Dans les hackathons classiques, on retrouve en général une présentation de l’entreprise et du thème avec son lot de slides en guise de démarrage. C’est presque un rituel afin de ré-affirmer la motivation des organisateurs et tacitement rappeler quelques obligations. Alors qu’un apéritif est offert à la fin de l’épreuve pour remercier les personnes de leur participation et terminer sur une note de convivialité. Les disrupteurs sont accueillis à l’évènement par une tireuse à bière trônant fièrement au centre de la salle. Casser les règles, le mouvement est donné.

Alexandre Vallette le martèlera encore par la suite “il n’y a pas de règles, pas de limites. Vous avez un problème on le résout ensemble” durant une brève présentation faisant office de kick off (et vous l’aurez compris sans power point).

Si tout semble sous contrôle, c’est que ça ne va pas assez vite

Ce mouvement de playable city venant tout droit de Bristol et ramené à Bordeaux par Timothée Buisson sent bon la création. Les participants ont les yeux brillants comme des enfants qu’on amène pour la première fois à un cirque. C’est rafraichissant.

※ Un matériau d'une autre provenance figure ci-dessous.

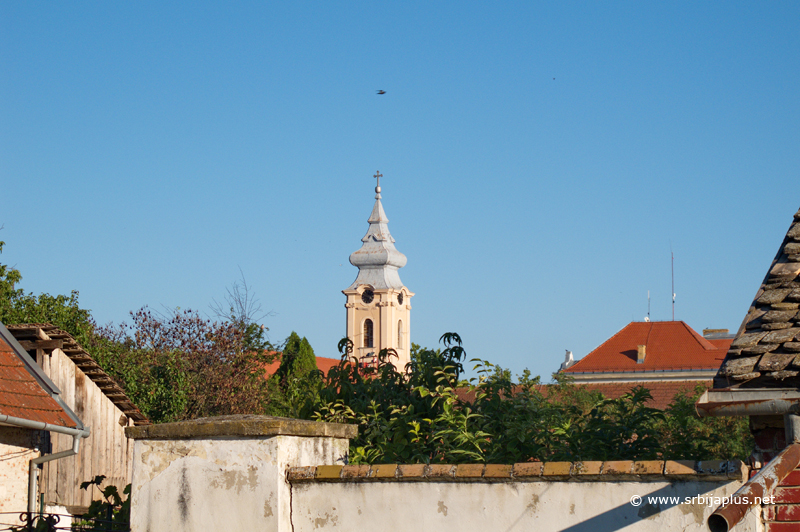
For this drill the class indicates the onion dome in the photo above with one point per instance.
(378, 260)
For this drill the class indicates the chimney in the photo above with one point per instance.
(640, 353)
(716, 333)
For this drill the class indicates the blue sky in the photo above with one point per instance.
(540, 159)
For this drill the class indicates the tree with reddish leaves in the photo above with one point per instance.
(182, 366)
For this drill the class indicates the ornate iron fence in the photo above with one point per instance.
(36, 522)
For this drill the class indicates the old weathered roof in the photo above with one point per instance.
(25, 394)
(670, 345)
(46, 336)
(766, 350)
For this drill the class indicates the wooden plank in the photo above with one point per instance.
(81, 397)
(28, 345)
(66, 471)
(50, 469)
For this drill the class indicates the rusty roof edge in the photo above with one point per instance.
(755, 490)
(38, 373)
(137, 416)
(748, 402)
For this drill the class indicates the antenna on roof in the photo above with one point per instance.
(673, 279)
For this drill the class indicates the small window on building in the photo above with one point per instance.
(368, 337)
(400, 334)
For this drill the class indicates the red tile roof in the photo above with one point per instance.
(671, 345)
(323, 364)
(662, 391)
(22, 396)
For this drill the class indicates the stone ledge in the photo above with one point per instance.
(611, 471)
(240, 425)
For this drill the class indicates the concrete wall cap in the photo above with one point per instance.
(240, 425)
(611, 471)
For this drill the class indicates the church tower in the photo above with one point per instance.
(378, 305)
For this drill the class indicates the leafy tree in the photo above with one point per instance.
(429, 414)
(244, 311)
(295, 386)
(685, 434)
(64, 312)
(182, 366)
(297, 358)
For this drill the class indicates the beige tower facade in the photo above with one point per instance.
(378, 304)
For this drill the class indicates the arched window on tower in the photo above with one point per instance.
(399, 334)
(368, 336)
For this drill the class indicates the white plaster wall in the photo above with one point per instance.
(17, 449)
(524, 506)
(222, 483)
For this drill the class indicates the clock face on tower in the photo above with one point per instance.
(367, 296)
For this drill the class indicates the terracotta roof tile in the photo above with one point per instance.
(670, 345)
(662, 392)
(323, 364)
(22, 396)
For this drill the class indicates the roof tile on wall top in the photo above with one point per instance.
(766, 350)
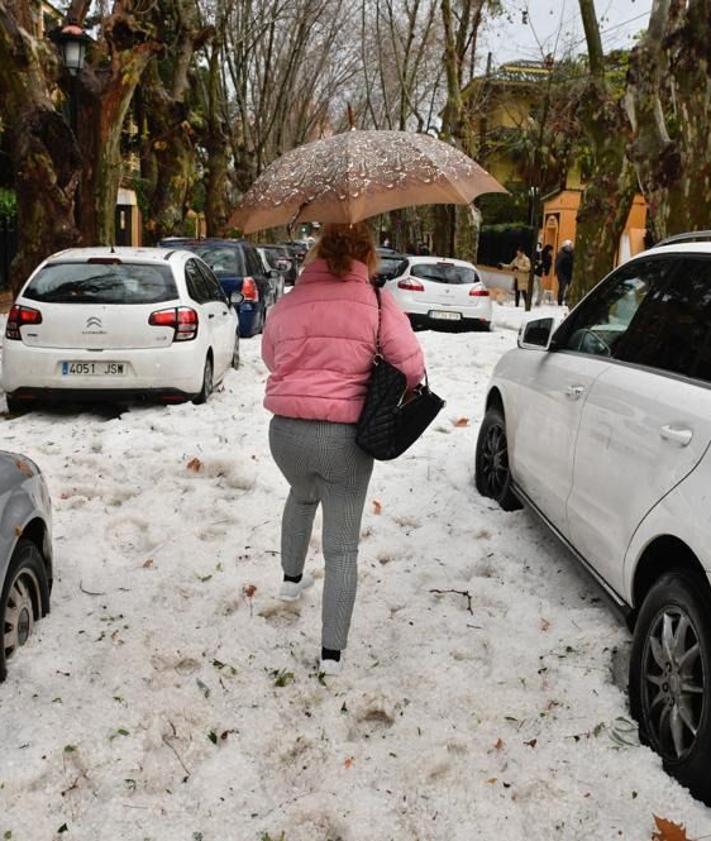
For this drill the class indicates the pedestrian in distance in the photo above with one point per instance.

Des groupes se forment, les problèmes et solutions fusent. La motivation de pouvoir impacter la ville est puissante, presque une révolution pour le citoyen qui reprend le contrôle de sa cité. L’évènement se termine par la présentation des projets : beaucoup de rires et de plaisirs. Pas de jury, pas de prix.

Le Scream Pong !

Pour plus de détails je vous laisse lire le résumé :

Vous trouverez aussi les récits de @fxbodinHack Night Digital Art ou La ville nous appartient” et celui de @MelieGoodDisruptive Bordeaux”.


Le point commun entre ces deux hackathons ? L’impact que vous pouvez engendrer. La moitié de la population française et un budget supérieur à la fortune de Bill Gates du coté de la CAF. Pouvoir jouer avec une ville entière du coté de DisruptiveBDX. On a le droit de rêver intimement à changer le monde non ?

Maintenant est ce que ça vaut le coup d’avoir passé ces deux week-end dans le noir ? Est ce qu’en étant à la plage j’aurais pu changer les choses ? A vous de me le dire.